En ambos casos, el propietario no tiene que abandonar la casa mientras viva. Tras el fallecimiento, los herederos pueden optar por quedarse con la casa abonando la diferencia o bien cobrar la parte que queda pendiente.

Sin embargo, existen otras alternativas para poder recibir una cuota extra sin tener que poner la vivienda de por medio. La mayoría de las entidades financieras cuentan con otro tipo de productos de renta vitalicia no ligados a inmuebles, sino a dinero. En este caso, con unos beneficios fiscales muy interesantes, los mayores de 65 años que los contraten recibirán los rendimientos en forma de complemento mensual, con el fin de complementar su pensión.

Otro producto que aporta también rendimientos periódicamente son los fondos de inversión de reparto. Aunque no están creados para el colectivo de jubilados, se adaptan perfectamente, pues reparten beneficios de forma regular, al invertir por empresas que reparten fuertes dividendos o los cupones de renta fija.

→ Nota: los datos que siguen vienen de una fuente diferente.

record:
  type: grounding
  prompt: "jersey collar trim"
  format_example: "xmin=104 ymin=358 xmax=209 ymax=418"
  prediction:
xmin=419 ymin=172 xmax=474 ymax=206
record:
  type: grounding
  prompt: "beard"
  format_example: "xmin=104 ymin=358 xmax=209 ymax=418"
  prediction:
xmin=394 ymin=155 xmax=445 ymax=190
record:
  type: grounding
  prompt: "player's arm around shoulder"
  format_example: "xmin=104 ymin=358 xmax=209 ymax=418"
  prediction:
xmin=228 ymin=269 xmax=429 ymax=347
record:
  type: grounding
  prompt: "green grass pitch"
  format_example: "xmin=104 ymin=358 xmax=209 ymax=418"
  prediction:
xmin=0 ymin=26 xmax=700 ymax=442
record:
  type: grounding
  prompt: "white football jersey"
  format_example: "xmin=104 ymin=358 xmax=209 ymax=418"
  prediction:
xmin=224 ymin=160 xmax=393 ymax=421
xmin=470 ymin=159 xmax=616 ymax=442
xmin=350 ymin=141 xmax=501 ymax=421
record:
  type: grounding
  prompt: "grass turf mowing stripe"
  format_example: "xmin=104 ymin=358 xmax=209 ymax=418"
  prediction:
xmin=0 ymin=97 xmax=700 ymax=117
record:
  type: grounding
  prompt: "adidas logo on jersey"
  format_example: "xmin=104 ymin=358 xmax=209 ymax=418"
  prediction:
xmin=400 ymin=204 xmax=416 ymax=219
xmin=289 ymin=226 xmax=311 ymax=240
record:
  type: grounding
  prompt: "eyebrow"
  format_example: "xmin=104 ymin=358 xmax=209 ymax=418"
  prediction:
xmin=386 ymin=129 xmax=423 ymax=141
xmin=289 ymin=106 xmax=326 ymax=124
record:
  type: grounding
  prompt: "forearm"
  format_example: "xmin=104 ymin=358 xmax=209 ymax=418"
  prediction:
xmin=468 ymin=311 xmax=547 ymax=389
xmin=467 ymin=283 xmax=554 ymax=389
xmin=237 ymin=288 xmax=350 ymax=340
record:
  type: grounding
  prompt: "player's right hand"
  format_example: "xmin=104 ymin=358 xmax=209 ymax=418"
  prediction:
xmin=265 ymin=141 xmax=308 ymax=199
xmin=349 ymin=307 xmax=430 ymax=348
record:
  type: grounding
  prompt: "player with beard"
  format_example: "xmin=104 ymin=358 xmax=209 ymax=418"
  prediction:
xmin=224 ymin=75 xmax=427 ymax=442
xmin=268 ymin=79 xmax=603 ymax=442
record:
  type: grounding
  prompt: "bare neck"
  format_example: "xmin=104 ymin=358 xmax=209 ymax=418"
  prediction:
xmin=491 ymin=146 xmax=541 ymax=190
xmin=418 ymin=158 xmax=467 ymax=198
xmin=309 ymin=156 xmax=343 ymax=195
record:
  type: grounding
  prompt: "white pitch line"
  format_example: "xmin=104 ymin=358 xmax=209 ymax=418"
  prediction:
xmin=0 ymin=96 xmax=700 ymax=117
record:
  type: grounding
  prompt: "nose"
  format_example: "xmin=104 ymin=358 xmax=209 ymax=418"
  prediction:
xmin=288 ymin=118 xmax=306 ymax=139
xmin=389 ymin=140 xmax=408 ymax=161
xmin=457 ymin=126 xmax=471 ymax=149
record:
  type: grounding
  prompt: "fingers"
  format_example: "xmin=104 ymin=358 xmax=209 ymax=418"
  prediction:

Fiscalidad para evitar agravios

Vender un inmueble o unas acciones, después de 40 o 50 años de propiedad, puede dar un serio disgusto fiscal por las plusvalías que haya generado. ¿Cuánto costaba una casa en 1970 y cuánto vale ahora? Para evitar ese coste fiscal, Hacienda permite a los mayores de 65 quedar exentos del pago siempre que la plusvalía obtenida se reinvierta en productos financieros de renta vitalicia.

Créditos tras la jubilación

Es un mito que los pensionistas tengan vedados nuevos créditos ante el riesgo de que un fallecimiento prematuro dificulte al banco recuperar el capital y perder los intereses. Han de cumplir, como el resto de peticionarios, algunos requisitos, el principal es su capacidad de devolución medida por la pensión que cobran. Les pueden exigir, no obstante, un seguro de vida adicional o/y avalista, especialmente si superan los 75.